294 Seiten, Dissertation Universität Erlangen-Nürnberg (2013), Softcover, A5

Zusammenfassung / Abstract

Mixed-integer semidefinite programming is an evolving field of research. Classical combinatorial optimization problems as well as various different applications can be modeled using semidefinite programs. One such application which can be modeled as semidefinite program (SDP) is the optimization of the topology of trusses.

Within a project of the Collaborative Research Center 805 - Control of Uncertainty in Load-Carrying Structures in Mechanical Engineering at TU Darmstadt active components need to be positioned in the truss. This positioning is done using binary variables and leads to mixed-integer semidefinite programs (MISDP).

We provide a code package for SCIP that uses the SDP solver DSDP and is able to solve general MISDPs. To the knowledge of the author, such a general solver was not available before. To demonstrate the generality of our software, we apply it to the Maximum Cut Problem and Truss Topology Design.
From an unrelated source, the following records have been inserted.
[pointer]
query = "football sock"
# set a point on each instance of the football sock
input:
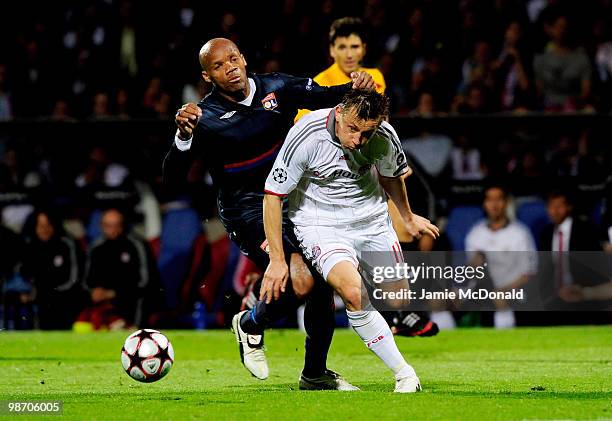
(259, 318)
(375, 333)
(319, 322)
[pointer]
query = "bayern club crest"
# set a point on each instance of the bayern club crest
(316, 252)
(269, 102)
(279, 175)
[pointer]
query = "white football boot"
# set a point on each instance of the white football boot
(408, 385)
(251, 349)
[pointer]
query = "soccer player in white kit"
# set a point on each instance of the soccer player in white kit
(336, 166)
We introduce the required background from linear algebra and present different solving strategies for continuous SDPs. Moreover, we discuss the specific problems when solving SDPs within a branch-and-bound algorithm.

Ideas to speed up the branch-and-bound process for MISDPs are also presented.Furthermore, we state a method for approximating the semidefinite cone and comment on the implementation.

Both applications are introduced and different models for numerous extensions are shown. Finally we present very detailed computational results.